Reports of patients with extreme anaemia (Hb <2 g/dl) are now very rare after the advent of blood transfusion medicine in the second half of the 20th century, along with wider access to better healthcare, improved management of critical situations and bleeding control, the implementation of enteral and parenteral supplementation with iron, folate and vitamin B12, and active anaemia screening in the general population.
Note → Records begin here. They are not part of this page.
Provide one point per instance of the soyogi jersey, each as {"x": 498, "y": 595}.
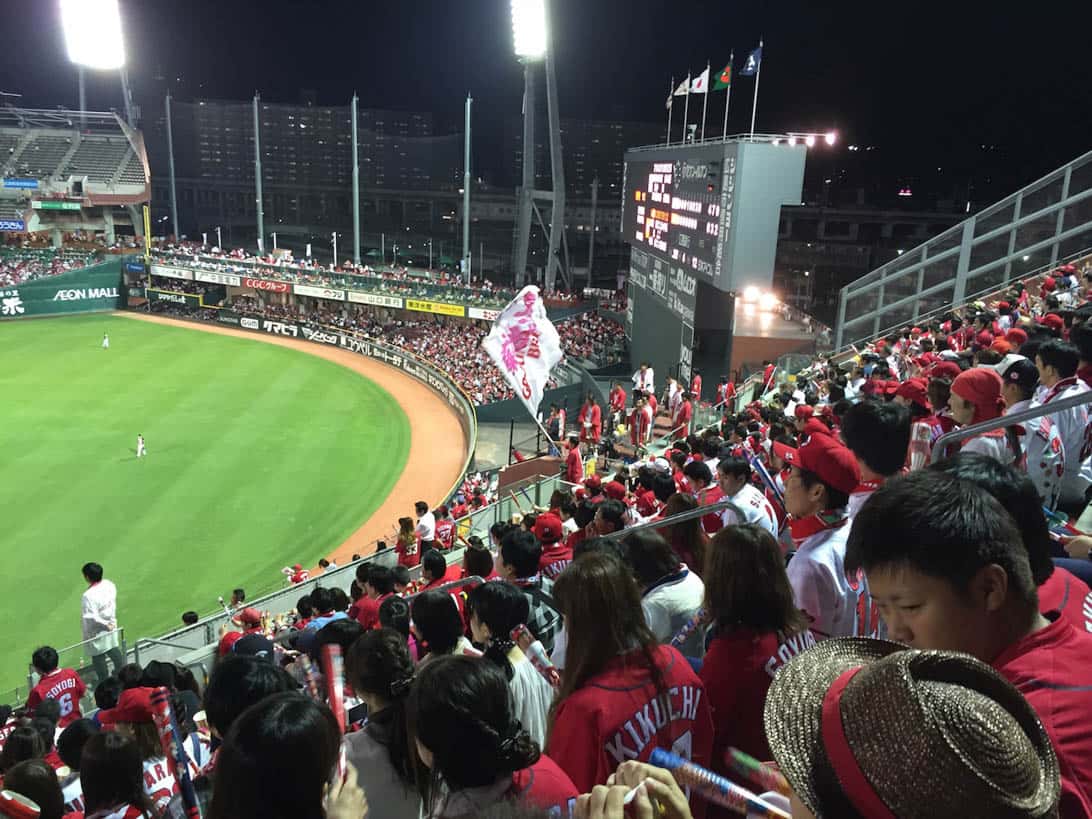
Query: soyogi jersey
{"x": 618, "y": 715}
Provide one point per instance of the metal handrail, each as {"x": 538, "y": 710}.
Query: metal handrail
{"x": 1008, "y": 420}
{"x": 679, "y": 518}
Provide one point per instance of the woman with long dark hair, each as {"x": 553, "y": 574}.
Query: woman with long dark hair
{"x": 621, "y": 693}
{"x": 280, "y": 761}
{"x": 381, "y": 672}
{"x": 756, "y": 629}
{"x": 688, "y": 538}
{"x": 495, "y": 610}
{"x": 476, "y": 751}
{"x": 111, "y": 773}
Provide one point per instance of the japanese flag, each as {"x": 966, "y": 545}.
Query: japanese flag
{"x": 524, "y": 345}
{"x": 700, "y": 84}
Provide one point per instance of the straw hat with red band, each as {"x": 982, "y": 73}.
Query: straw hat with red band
{"x": 963, "y": 735}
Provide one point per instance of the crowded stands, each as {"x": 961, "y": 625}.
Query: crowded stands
{"x": 829, "y": 579}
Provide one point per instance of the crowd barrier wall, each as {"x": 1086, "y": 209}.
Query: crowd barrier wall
{"x": 94, "y": 288}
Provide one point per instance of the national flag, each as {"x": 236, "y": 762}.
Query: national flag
{"x": 723, "y": 79}
{"x": 754, "y": 60}
{"x": 524, "y": 345}
{"x": 700, "y": 84}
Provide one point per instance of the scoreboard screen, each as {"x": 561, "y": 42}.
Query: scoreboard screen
{"x": 673, "y": 209}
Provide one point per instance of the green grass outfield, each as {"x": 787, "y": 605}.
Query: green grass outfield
{"x": 259, "y": 457}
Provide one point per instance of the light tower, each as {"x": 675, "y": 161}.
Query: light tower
{"x": 93, "y": 40}
{"x": 532, "y": 45}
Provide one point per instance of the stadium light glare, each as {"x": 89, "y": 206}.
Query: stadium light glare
{"x": 529, "y": 28}
{"x": 93, "y": 33}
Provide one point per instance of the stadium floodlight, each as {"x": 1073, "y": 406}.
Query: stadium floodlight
{"x": 93, "y": 33}
{"x": 529, "y": 28}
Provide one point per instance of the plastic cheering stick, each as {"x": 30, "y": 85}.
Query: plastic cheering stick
{"x": 333, "y": 668}
{"x": 766, "y": 778}
{"x": 713, "y": 787}
{"x": 688, "y": 628}
{"x": 536, "y": 653}
{"x": 170, "y": 740}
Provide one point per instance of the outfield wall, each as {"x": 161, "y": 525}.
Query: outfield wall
{"x": 94, "y": 288}
{"x": 422, "y": 370}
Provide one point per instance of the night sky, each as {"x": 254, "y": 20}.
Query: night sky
{"x": 971, "y": 87}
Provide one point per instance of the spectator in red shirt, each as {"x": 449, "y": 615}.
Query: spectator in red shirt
{"x": 378, "y": 588}
{"x": 62, "y": 685}
{"x": 250, "y": 620}
{"x": 756, "y": 629}
{"x": 614, "y": 673}
{"x": 476, "y": 751}
{"x": 948, "y": 570}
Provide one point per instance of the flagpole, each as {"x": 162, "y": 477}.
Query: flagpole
{"x": 704, "y": 105}
{"x": 727, "y": 97}
{"x": 686, "y": 108}
{"x": 758, "y": 75}
{"x": 671, "y": 104}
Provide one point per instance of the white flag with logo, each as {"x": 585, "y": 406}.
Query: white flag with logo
{"x": 700, "y": 84}
{"x": 524, "y": 345}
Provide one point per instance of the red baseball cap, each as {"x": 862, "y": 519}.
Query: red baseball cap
{"x": 248, "y": 616}
{"x": 831, "y": 461}
{"x": 547, "y": 527}
{"x": 614, "y": 489}
{"x": 134, "y": 704}
{"x": 1054, "y": 321}
{"x": 916, "y": 391}
{"x": 1016, "y": 335}
{"x": 946, "y": 369}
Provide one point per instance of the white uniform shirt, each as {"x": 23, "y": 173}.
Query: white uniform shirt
{"x": 99, "y": 608}
{"x": 426, "y": 526}
{"x": 817, "y": 573}
{"x": 756, "y": 508}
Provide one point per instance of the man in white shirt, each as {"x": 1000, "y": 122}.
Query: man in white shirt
{"x": 426, "y": 526}
{"x": 733, "y": 475}
{"x": 644, "y": 379}
{"x": 99, "y": 620}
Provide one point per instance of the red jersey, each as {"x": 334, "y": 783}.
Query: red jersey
{"x": 64, "y": 686}
{"x": 617, "y": 400}
{"x": 573, "y": 466}
{"x": 737, "y": 671}
{"x": 1051, "y": 668}
{"x": 618, "y": 715}
{"x": 546, "y": 786}
{"x": 446, "y": 533}
{"x": 1069, "y": 595}
{"x": 554, "y": 559}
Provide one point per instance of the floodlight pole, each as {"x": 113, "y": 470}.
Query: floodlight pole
{"x": 258, "y": 177}
{"x": 557, "y": 171}
{"x": 170, "y": 167}
{"x": 356, "y": 188}
{"x": 526, "y": 191}
{"x": 466, "y": 193}
{"x": 81, "y": 72}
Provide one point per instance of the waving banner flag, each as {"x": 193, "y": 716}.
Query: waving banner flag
{"x": 524, "y": 345}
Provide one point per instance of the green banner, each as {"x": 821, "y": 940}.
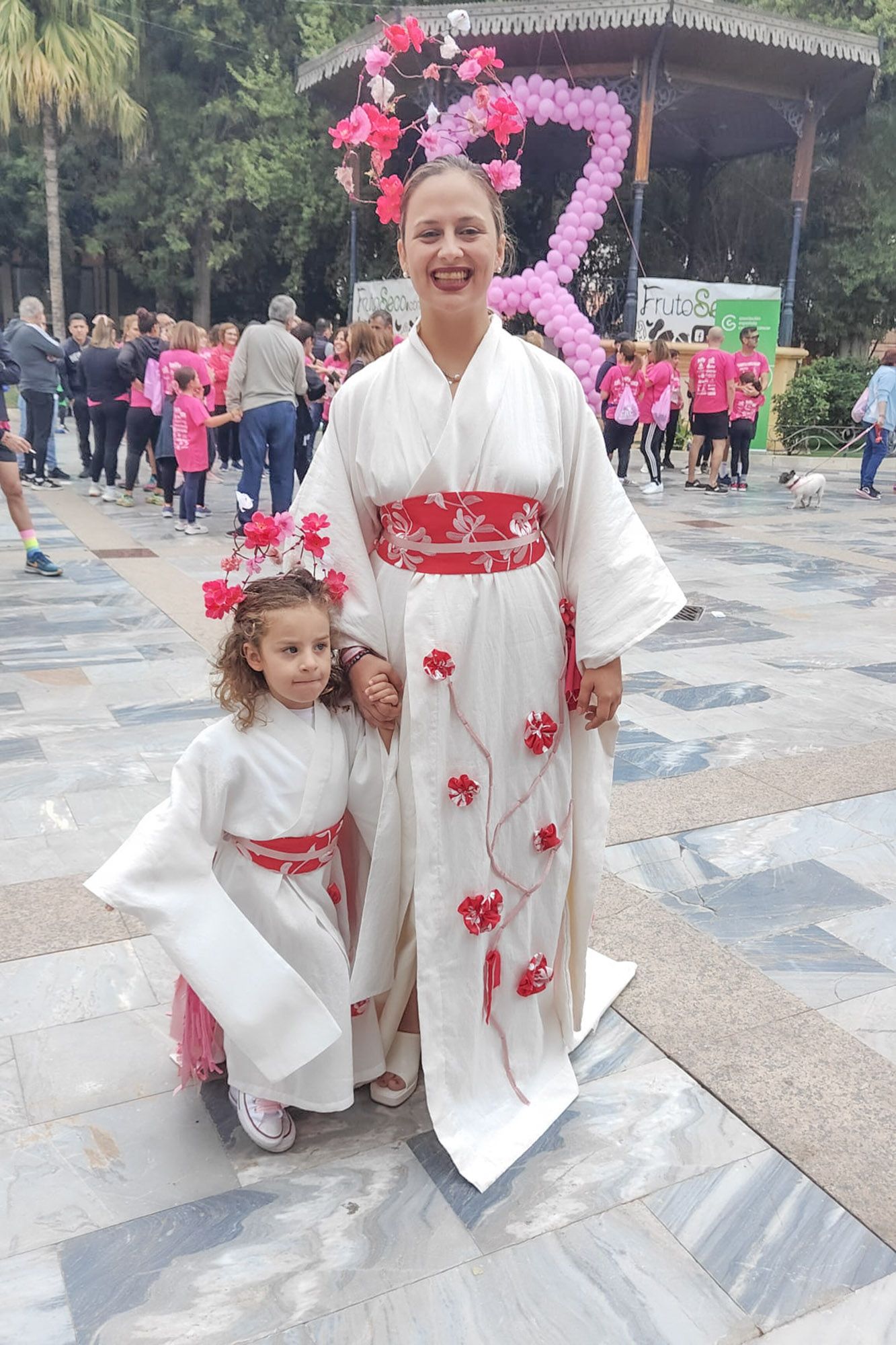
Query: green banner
{"x": 732, "y": 315}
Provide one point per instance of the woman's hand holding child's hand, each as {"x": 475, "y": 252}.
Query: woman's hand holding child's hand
{"x": 381, "y": 693}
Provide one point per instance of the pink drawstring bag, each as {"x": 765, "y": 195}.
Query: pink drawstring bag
{"x": 626, "y": 412}
{"x": 662, "y": 408}
{"x": 153, "y": 387}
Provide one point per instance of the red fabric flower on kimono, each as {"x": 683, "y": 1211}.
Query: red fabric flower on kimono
{"x": 439, "y": 665}
{"x": 335, "y": 582}
{"x": 221, "y": 598}
{"x": 537, "y": 977}
{"x": 462, "y": 790}
{"x": 482, "y": 914}
{"x": 261, "y": 531}
{"x": 546, "y": 839}
{"x": 541, "y": 732}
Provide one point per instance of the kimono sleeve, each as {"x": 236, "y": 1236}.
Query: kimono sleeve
{"x": 163, "y": 874}
{"x": 372, "y": 860}
{"x": 608, "y": 566}
{"x": 354, "y": 527}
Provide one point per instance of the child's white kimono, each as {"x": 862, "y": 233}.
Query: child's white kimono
{"x": 278, "y": 957}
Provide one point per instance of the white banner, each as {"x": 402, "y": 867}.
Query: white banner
{"x": 682, "y": 310}
{"x": 397, "y": 297}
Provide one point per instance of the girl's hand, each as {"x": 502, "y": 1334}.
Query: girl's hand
{"x": 360, "y": 679}
{"x": 604, "y": 688}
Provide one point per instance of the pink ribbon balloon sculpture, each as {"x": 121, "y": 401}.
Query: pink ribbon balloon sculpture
{"x": 541, "y": 289}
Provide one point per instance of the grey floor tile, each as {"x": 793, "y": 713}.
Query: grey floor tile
{"x": 774, "y": 1241}
{"x": 34, "y": 1311}
{"x": 52, "y": 915}
{"x": 264, "y": 1258}
{"x": 616, "y": 1278}
{"x": 107, "y": 1167}
{"x": 13, "y": 1110}
{"x": 866, "y": 1317}
{"x": 322, "y": 1139}
{"x": 69, "y": 987}
{"x": 814, "y": 965}
{"x": 623, "y": 1137}
{"x": 771, "y": 902}
{"x": 79, "y": 1067}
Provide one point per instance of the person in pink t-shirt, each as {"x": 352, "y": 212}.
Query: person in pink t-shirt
{"x": 710, "y": 379}
{"x": 748, "y": 360}
{"x": 657, "y": 377}
{"x": 748, "y": 399}
{"x": 623, "y": 375}
{"x": 190, "y": 426}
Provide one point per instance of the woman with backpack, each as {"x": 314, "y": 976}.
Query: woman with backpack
{"x": 622, "y": 385}
{"x": 139, "y": 367}
{"x": 653, "y": 412}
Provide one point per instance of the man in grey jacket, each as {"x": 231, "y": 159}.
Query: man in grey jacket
{"x": 267, "y": 376}
{"x": 37, "y": 356}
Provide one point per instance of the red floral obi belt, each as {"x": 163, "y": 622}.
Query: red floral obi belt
{"x": 460, "y": 533}
{"x": 291, "y": 855}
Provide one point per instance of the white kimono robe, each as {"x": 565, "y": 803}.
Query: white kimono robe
{"x": 270, "y": 954}
{"x": 518, "y": 424}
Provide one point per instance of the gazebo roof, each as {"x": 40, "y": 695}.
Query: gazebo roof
{"x": 733, "y": 81}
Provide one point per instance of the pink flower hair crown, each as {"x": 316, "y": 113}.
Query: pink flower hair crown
{"x": 274, "y": 537}
{"x": 491, "y": 111}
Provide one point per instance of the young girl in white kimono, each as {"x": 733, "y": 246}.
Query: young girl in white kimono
{"x": 253, "y": 874}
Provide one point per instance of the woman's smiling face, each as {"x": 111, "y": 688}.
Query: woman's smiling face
{"x": 450, "y": 247}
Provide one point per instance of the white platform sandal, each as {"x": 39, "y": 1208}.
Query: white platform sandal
{"x": 404, "y": 1062}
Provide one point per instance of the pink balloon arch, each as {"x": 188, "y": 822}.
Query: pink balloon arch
{"x": 541, "y": 290}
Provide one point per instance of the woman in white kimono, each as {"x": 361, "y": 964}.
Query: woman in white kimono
{"x": 252, "y": 874}
{"x": 473, "y": 508}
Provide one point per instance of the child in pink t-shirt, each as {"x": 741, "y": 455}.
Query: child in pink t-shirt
{"x": 190, "y": 426}
{"x": 748, "y": 399}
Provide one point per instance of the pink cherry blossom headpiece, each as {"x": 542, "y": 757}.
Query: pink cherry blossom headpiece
{"x": 491, "y": 111}
{"x": 274, "y": 537}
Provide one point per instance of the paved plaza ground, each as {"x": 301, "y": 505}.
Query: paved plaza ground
{"x": 728, "y": 1171}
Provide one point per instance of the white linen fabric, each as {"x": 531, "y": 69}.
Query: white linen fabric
{"x": 267, "y": 953}
{"x": 518, "y": 424}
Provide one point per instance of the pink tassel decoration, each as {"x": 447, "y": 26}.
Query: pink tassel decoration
{"x": 198, "y": 1036}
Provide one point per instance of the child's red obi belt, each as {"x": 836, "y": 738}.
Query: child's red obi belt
{"x": 470, "y": 533}
{"x": 291, "y": 855}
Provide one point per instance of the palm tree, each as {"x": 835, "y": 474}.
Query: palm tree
{"x": 61, "y": 60}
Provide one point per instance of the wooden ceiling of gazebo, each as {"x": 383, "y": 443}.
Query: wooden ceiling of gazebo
{"x": 732, "y": 81}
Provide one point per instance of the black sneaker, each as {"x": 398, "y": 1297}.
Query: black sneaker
{"x": 41, "y": 564}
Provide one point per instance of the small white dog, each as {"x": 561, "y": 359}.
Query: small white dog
{"x": 805, "y": 489}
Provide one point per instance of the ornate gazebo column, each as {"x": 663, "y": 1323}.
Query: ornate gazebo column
{"x": 805, "y": 124}
{"x": 642, "y": 176}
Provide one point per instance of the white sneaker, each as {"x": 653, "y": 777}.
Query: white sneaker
{"x": 267, "y": 1124}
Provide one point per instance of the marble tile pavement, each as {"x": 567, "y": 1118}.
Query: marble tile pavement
{"x": 650, "y": 1213}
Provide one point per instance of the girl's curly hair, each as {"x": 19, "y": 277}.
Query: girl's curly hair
{"x": 239, "y": 687}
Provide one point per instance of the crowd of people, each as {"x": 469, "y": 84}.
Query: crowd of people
{"x": 255, "y": 400}
{"x": 724, "y": 395}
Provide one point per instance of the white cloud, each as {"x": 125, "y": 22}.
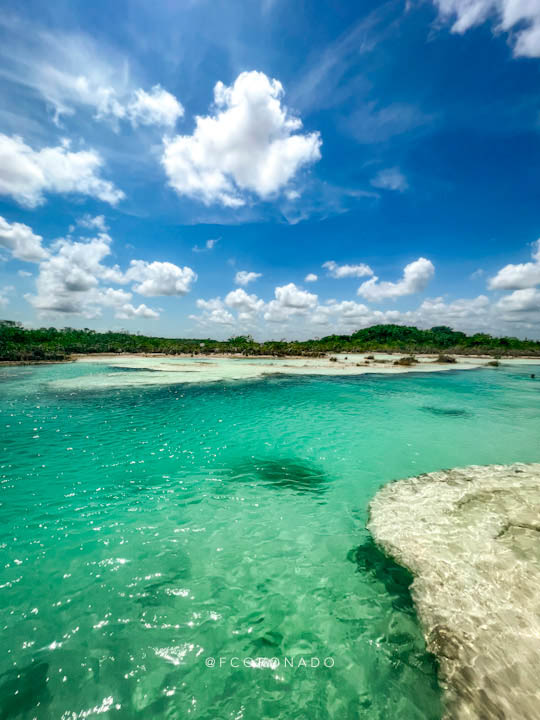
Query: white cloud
{"x": 68, "y": 281}
{"x": 27, "y": 174}
{"x": 210, "y": 244}
{"x": 416, "y": 277}
{"x": 390, "y": 179}
{"x": 342, "y": 271}
{"x": 519, "y": 17}
{"x": 4, "y": 293}
{"x": 243, "y": 277}
{"x": 250, "y": 144}
{"x": 72, "y": 72}
{"x": 246, "y": 305}
{"x": 293, "y": 297}
{"x": 158, "y": 107}
{"x": 93, "y": 223}
{"x": 516, "y": 277}
{"x": 520, "y": 301}
{"x": 127, "y": 311}
{"x": 477, "y": 274}
{"x": 21, "y": 241}
{"x": 160, "y": 278}
{"x": 214, "y": 313}
{"x": 74, "y": 278}
{"x": 289, "y": 301}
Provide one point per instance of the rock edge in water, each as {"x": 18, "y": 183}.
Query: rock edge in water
{"x": 471, "y": 538}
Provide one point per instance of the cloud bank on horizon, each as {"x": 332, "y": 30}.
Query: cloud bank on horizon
{"x": 260, "y": 160}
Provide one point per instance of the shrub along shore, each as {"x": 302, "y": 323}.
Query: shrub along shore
{"x": 19, "y": 344}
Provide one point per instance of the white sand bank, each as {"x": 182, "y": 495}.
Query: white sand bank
{"x": 165, "y": 370}
{"x": 471, "y": 538}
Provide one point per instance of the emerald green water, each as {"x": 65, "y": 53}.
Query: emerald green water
{"x": 144, "y": 531}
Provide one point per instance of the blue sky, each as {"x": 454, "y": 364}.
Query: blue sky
{"x": 284, "y": 169}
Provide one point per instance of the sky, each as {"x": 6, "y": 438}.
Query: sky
{"x": 280, "y": 169}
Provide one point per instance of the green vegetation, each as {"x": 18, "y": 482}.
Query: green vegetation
{"x": 48, "y": 344}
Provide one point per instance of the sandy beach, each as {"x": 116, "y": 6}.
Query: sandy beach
{"x": 140, "y": 370}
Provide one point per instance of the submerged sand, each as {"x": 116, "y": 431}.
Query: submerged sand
{"x": 471, "y": 538}
{"x": 166, "y": 370}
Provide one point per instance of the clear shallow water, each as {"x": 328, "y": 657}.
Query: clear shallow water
{"x": 145, "y": 530}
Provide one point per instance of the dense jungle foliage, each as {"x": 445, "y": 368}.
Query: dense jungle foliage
{"x": 48, "y": 344}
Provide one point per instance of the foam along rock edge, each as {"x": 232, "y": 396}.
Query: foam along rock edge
{"x": 471, "y": 538}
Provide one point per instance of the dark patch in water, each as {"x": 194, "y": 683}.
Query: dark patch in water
{"x": 285, "y": 474}
{"x": 402, "y": 639}
{"x": 397, "y": 580}
{"x": 447, "y": 412}
{"x": 21, "y": 689}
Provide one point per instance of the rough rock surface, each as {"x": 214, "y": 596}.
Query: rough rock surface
{"x": 471, "y": 538}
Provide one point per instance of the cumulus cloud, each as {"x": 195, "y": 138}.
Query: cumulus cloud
{"x": 289, "y": 300}
{"x": 243, "y": 277}
{"x": 21, "y": 241}
{"x": 390, "y": 179}
{"x": 516, "y": 277}
{"x": 128, "y": 311}
{"x": 416, "y": 277}
{"x": 74, "y": 278}
{"x": 214, "y": 313}
{"x": 520, "y": 17}
{"x": 251, "y": 144}
{"x": 246, "y": 305}
{"x": 93, "y": 223}
{"x": 157, "y": 107}
{"x": 4, "y": 295}
{"x": 27, "y": 175}
{"x": 342, "y": 271}
{"x": 520, "y": 301}
{"x": 160, "y": 278}
{"x": 210, "y": 244}
{"x": 68, "y": 281}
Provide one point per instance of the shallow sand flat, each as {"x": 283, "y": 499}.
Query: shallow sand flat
{"x": 166, "y": 370}
{"x": 471, "y": 538}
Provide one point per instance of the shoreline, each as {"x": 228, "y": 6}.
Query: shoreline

As reported anecdotally in the literature, this type of severe anaemia only seems to be possible if there is slow progressive depletion of vitamin B12 stores in the absence of adequate nutrition. Adherence to treatment and medical advice is essential in patients who will also require life-long follow-up.

Footnotes

Conflicts of Interests: The Authors declare that there are no competing interests.